3. Mr. Venugopalachari referred to the decision in Vaughan v. Vaughan, 1953 1 QB 762, for his contention that after a decree for divorce is passed the wife had no right to continue to reside in the matrimonial home. There, when the respondent (husband) left the matrimonial home, he told the wife that she could live there. That was construed to be a promise with reference to the continued state of matrimony between the parties and not a promise which would hold good after the parties had become divorced. The promise made in Ex. D-l here was made in anticipation of a decree for divorce being passed and specifically was intended to cover the provision to be made for the wife after she obtained divorce. That decision would not, therefore, apply here.

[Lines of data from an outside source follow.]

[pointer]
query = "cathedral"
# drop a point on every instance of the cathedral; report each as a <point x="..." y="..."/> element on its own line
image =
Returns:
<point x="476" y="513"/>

Lastly Mr. Venugopalachari attempted to say that by recognising the right Of the wife to reside in the house on the strength of Ex. D-l which would amount to a contractual licence this Court would be adding to the decree granted by the divorce judge. I do not agree, I do not wish to say anything which could give a handle for either party to attempt any amendment of the decree for divorce. But this much is clear to me that the divorce decree itself was based on the assumption that both the parties were willing to accept the terms set out in Ex. D-l. In asserting her right to remain in possession of the house the petitioner is not, therefore, exercising any rights accorded to her 'by the decree. She is only exercising the right conferred upon her by the husband by the contractual licence contained in Ex. D-l which was fully supported by consideration in view of the fact that the wife accepted it and acted upon it and invited the divorce Court also to act upon it. The decree of the learned Judge is therefore wrong. The revision petition is allowed and the suit filed by the husband is dismissed.

4. No costs either here or in the Court of Small Causes.